You might want to give a link to the article.

https://www.nature.com/articles/ncomms12718.pdf?origin=ppub

A Google search Correct. I am trying to translate the code into Julia. The code they used is in C++, but that does not help me because I don’t know that language at all.

hahaha! Should have thought about it.

It might be easier to understand if you go from the article as the prime inspiration and look at the C code for confirmation? (just an academic suggestion).

You might want to try defining your dynamical system with DynamicalSystems.jl

edit - For your initial question @Tamas_Papp provided an elegant solution.

1 Like

This seems to answer your question though? As @Tamas_Papp says `(0, 10]` is just standard mathematical notation for a set excluding 0 and including 10.

So:

``````julia> using Plots

julia> a = 10 .* (1 .- rand(100_000))

julia> minimum(a)
1.1877405667881646e-5

julia> histogram(a)
`````` Looks good to me!?

1 Like

If you want a random umber generator with (0,1]
but all you got is a rng with [0,1) then why not create your own

my_rng = 1 - rng

so my_rng gives the distribution (0,1]

to get (0,10] you just multiply it by ten

RNG = 10 * my_rng

`rand()` samples uniform fixed-point numbers in [0, 1) that are then converted to floating point. It achieves this by sampling a uniform floating point number in `[1,2)` and then subtracting 1.

This means that the output distribution of `rand()` is “ragged”: Instead of the naively expected (sample real number in `[0,1)`, round to the next smaller or equal non-subnormal float), which would make exact `0` vanishingly rare, zero results are very likely.

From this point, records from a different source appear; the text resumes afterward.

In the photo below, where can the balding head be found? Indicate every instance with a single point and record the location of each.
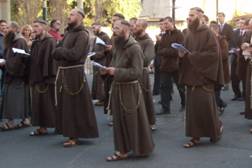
(195, 18)
(121, 28)
(75, 17)
(140, 28)
(14, 27)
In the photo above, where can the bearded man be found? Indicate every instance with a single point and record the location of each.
(101, 54)
(75, 113)
(201, 69)
(42, 76)
(148, 48)
(131, 128)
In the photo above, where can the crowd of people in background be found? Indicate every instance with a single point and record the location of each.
(45, 85)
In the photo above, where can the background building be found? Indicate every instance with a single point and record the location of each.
(5, 9)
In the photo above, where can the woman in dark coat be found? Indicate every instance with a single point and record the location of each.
(16, 100)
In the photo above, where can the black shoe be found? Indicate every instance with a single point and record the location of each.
(240, 99)
(182, 108)
(237, 98)
(163, 112)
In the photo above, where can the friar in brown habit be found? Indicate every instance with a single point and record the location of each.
(148, 48)
(247, 54)
(101, 54)
(201, 69)
(75, 117)
(42, 76)
(132, 132)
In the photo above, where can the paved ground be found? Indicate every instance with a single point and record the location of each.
(18, 150)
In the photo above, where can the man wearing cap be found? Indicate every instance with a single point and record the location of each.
(201, 70)
(42, 76)
(16, 100)
(75, 113)
(132, 132)
(101, 54)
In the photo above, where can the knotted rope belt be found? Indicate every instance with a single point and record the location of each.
(66, 88)
(136, 82)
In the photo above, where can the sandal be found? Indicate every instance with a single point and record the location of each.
(70, 143)
(192, 143)
(116, 157)
(6, 127)
(22, 124)
(38, 132)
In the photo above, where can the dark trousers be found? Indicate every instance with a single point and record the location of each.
(156, 85)
(235, 81)
(107, 85)
(219, 101)
(166, 81)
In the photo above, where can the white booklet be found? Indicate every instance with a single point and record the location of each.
(180, 47)
(98, 65)
(99, 41)
(19, 51)
(2, 61)
(90, 54)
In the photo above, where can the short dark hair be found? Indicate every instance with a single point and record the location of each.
(96, 23)
(125, 22)
(213, 22)
(198, 9)
(161, 20)
(53, 21)
(119, 15)
(168, 18)
(246, 22)
(41, 21)
(206, 18)
(221, 13)
(133, 18)
(3, 21)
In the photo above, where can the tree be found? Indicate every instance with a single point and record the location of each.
(25, 11)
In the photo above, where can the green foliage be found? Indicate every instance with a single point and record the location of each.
(129, 8)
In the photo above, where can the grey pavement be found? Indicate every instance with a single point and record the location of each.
(19, 150)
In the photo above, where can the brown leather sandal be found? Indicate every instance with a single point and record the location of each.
(116, 157)
(192, 143)
(70, 143)
(38, 132)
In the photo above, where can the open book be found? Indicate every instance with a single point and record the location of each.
(20, 51)
(99, 41)
(180, 47)
(98, 65)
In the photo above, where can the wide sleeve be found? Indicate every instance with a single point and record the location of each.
(206, 60)
(49, 66)
(1, 47)
(171, 51)
(135, 67)
(75, 53)
(149, 52)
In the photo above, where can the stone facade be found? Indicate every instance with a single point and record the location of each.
(155, 9)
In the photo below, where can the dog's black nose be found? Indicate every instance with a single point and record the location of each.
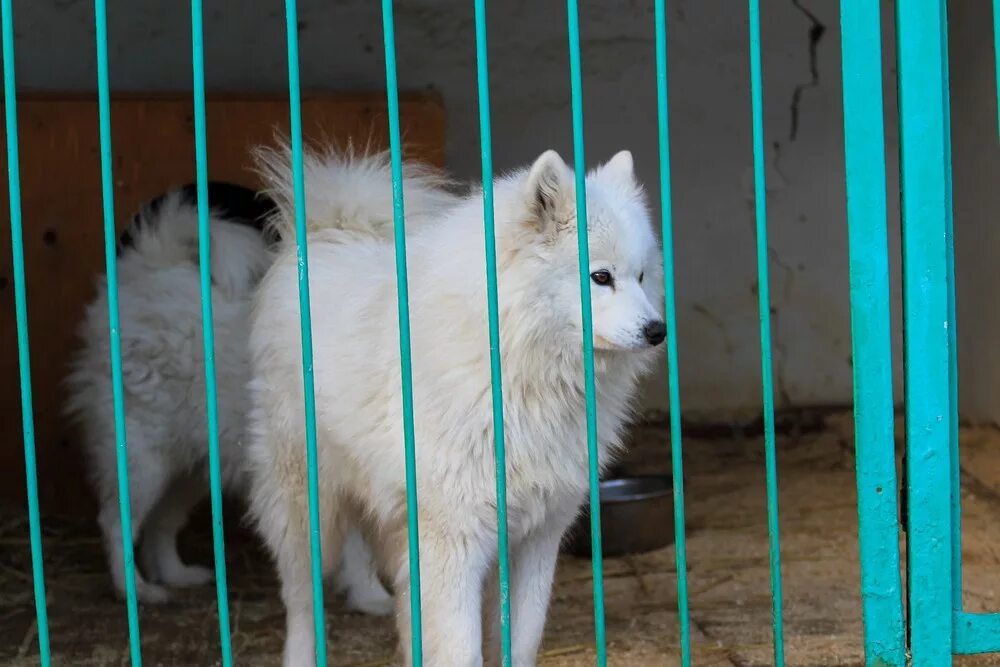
(654, 332)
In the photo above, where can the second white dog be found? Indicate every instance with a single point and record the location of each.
(164, 386)
(357, 379)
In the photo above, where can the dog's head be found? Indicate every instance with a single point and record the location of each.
(625, 265)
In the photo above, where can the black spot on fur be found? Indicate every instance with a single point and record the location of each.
(234, 202)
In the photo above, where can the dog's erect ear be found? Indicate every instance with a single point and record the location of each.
(547, 188)
(619, 169)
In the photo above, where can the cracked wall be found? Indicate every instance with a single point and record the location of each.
(340, 42)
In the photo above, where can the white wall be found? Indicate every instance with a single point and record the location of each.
(341, 49)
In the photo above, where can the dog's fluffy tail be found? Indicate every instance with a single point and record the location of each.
(166, 235)
(350, 191)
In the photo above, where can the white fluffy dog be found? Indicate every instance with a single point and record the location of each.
(357, 380)
(163, 373)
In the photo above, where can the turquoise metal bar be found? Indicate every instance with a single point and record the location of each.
(305, 323)
(403, 298)
(763, 292)
(21, 316)
(117, 385)
(486, 147)
(875, 457)
(580, 167)
(956, 466)
(208, 327)
(996, 54)
(670, 313)
(924, 180)
(975, 633)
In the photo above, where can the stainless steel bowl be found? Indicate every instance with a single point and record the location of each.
(637, 515)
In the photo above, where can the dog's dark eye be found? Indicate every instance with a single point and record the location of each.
(601, 277)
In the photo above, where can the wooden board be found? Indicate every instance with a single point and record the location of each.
(153, 142)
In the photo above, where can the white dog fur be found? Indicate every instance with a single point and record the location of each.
(358, 395)
(163, 373)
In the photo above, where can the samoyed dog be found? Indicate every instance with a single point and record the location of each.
(164, 382)
(358, 397)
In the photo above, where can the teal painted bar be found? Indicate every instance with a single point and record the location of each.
(670, 314)
(305, 323)
(955, 459)
(874, 419)
(21, 316)
(924, 181)
(975, 633)
(763, 292)
(580, 167)
(996, 54)
(403, 298)
(208, 327)
(486, 147)
(111, 266)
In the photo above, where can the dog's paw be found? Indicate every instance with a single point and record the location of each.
(148, 593)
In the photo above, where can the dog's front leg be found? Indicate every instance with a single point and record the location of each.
(452, 569)
(532, 569)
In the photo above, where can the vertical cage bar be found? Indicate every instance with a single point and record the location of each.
(874, 417)
(996, 55)
(305, 322)
(208, 327)
(924, 180)
(670, 311)
(763, 291)
(486, 147)
(402, 291)
(117, 385)
(580, 169)
(956, 465)
(21, 316)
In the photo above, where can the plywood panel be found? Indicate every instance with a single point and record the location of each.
(153, 151)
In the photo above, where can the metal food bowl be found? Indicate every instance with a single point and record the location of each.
(637, 515)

E.g. `rand(Float32)` has a probability of `eps(Float32) ~ 1e-7` of returning exactly zero, compared to the correct probability of `1e-38` (using normal floats only) or `1e-45` (permitting subnormals, which would be a bad idea). A correct distribution close to `0` is probably prohibitively expensive, but `2e-10 ~ 1/(1<<32)` could be done branch-free by spending 32 bits of entropy instead of 23 bits.

5 Likes

Let me make a little contribution. Can’t you just run

rand(0.0+eps(),10.0-eps())

?

Simple and works.

Nope, it doesn’t work. `rand` has no method for this — it would need something like `Distributions.Uniform`.

Also, even though sometimes one is forced to make regularizations like this as a quick & dirty fix, correct solutions are actually easy in this case.

1 Like

I imagine this would also be computationally expensive to do with only 32 bits, or?
Converting a random string of 32 or 64 bits into 23 or 52 random bits of a uniform `[1,2)` distribution only requires two vectorizable and fast CPU instructions.
Just set the sign and exponential bits correctly via a bitwise `&` and then a bitwise `|`.

How would you actually set the exponential bits for a non-ragged unfirom (0,1)?
There are an equal number of floating point numbers in the range [0.25, 0.5) as there is [0.5, 1) or [0.125, 0.25).
So it sounds like you’d need quote some logic in actually processing your remaining bits of entropy to create that correct distribution in the upper bits.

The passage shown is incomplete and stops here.